What is the difference between the following two formulas: 1. t = r * (n-2)^0.5 / (1-r^2)^0.5 2. t = slope coefficient / standard error When should we use formula 1 and when should we use formula 2 ?
The first is the t-statistic for whether the _ correlation coefficient _ equals zero or not in a simple regression model.
The second is the t-statistic for whether a _ slope coefficient _ equals zero or not in a simple regression model or a multiple regression model.
Many weeks ago someone asked the same.
"Tickersu" (forum member) gave a good answer why apparently are different calculations of a T-test, but indeed they are the same. The only different thing is the calculation of the standard error.
As S2000magician says, the first t-statistic is for the correlation coefficient:
t = r * (n-2)^0.5 / (1-r^2)^0.5
This formula comes from t = ( r - 0 ) / standard error.
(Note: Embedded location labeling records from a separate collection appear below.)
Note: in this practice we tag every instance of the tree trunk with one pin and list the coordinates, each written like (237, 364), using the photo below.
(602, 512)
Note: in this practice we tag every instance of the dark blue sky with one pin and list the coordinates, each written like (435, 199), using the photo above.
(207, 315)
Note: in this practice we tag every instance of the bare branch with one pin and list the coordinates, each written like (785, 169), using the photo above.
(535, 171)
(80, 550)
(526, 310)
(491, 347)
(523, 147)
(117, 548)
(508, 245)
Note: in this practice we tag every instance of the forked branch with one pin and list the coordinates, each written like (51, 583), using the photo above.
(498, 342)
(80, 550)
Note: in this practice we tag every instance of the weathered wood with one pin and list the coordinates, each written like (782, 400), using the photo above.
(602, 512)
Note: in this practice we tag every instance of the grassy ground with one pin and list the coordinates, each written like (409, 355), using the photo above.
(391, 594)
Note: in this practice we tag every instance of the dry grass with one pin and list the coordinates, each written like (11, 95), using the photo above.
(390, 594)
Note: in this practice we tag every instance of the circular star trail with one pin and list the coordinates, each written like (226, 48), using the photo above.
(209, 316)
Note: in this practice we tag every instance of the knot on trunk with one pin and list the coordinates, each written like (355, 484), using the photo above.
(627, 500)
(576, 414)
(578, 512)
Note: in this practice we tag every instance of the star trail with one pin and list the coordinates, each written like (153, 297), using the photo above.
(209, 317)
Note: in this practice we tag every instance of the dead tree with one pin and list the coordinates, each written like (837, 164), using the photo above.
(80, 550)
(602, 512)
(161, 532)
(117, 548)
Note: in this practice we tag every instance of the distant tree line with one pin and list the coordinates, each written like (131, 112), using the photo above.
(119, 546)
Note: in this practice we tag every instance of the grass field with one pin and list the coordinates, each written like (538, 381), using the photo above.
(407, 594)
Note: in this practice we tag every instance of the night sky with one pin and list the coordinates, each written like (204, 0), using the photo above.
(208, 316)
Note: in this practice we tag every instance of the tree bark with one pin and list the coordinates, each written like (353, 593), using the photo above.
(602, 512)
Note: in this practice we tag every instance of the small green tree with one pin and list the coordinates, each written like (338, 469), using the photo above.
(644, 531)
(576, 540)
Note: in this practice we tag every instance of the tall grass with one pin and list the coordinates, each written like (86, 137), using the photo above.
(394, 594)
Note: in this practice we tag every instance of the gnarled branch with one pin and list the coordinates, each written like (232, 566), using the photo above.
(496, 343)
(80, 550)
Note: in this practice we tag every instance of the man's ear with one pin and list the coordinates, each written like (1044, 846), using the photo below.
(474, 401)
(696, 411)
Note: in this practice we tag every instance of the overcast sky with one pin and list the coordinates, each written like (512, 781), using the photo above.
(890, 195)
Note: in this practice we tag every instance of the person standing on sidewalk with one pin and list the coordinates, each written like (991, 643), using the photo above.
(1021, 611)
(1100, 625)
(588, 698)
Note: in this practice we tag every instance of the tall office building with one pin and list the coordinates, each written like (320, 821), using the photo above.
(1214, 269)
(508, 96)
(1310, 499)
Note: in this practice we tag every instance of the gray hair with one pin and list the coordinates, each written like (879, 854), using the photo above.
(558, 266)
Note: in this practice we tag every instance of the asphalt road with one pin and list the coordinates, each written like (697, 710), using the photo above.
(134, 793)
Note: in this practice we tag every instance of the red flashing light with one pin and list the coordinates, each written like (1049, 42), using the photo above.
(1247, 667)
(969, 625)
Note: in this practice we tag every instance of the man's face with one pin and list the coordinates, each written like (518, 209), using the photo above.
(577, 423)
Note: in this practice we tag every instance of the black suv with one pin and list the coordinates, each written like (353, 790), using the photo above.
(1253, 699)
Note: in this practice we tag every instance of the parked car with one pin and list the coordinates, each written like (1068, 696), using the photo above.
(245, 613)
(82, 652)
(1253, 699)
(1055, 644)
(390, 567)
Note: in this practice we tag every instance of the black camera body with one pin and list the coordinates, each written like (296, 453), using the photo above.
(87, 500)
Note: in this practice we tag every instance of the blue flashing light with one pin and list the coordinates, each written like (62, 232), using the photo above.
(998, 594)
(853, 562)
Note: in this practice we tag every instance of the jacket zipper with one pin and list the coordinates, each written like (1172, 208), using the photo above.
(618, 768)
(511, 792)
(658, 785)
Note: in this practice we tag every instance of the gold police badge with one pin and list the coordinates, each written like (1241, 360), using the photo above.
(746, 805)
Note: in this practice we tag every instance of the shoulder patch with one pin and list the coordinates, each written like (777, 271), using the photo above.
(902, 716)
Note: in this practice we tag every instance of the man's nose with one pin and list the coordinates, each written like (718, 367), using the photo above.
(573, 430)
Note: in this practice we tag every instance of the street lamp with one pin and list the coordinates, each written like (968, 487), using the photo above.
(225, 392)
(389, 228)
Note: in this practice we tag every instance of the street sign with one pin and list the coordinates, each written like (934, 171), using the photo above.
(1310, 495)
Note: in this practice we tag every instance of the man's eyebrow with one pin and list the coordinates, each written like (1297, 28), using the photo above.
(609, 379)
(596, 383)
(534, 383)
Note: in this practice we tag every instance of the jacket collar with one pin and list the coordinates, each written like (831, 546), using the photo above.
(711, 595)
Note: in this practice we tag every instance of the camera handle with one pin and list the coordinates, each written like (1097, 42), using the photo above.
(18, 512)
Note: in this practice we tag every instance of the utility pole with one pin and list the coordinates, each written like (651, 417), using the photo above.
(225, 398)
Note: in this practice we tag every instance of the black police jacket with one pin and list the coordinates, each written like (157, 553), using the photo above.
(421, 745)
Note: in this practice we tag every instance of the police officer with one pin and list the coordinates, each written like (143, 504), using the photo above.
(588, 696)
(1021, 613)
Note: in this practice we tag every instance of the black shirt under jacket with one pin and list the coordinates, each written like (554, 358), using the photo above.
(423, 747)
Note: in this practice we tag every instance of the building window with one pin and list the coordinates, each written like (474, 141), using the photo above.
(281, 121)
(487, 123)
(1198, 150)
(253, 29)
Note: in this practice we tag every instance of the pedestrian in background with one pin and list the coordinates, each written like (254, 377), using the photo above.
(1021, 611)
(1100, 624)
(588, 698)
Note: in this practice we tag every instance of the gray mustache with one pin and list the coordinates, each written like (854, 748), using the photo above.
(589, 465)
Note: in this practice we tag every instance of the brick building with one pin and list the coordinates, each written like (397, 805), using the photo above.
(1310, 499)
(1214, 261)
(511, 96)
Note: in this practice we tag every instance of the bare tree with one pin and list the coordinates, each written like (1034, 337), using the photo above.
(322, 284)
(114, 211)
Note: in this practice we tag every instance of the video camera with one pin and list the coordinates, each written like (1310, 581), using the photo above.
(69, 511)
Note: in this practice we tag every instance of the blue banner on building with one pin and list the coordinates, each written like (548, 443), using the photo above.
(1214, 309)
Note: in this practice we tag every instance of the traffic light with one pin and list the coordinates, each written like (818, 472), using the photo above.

However, the standard error here does not come from a T-table, but from a standard error calculation as follow:
standard error = [(1-r^2) / (n-2)]^0.5… (if you see well, it is reversed)
When you replace this standard error, as it divides the ( r - 0 ) you finally get T = r * (n-2)^0.5 / (1-r^2)^0.5 Just basic math.
So the 1st and 2nd T-tests are the same calculation method (you are standardizing the coefficient) with the form T = [Coefficient - 0] / standard error
Hope this helps!
Regards
I would do some searching to find the thread that Harrogath is referring to here. There was a little more discussion behind it (slightly). More or less, he’s summarized it, though.
Oops! you right, my bad. Standard errors are, indeed, calculated.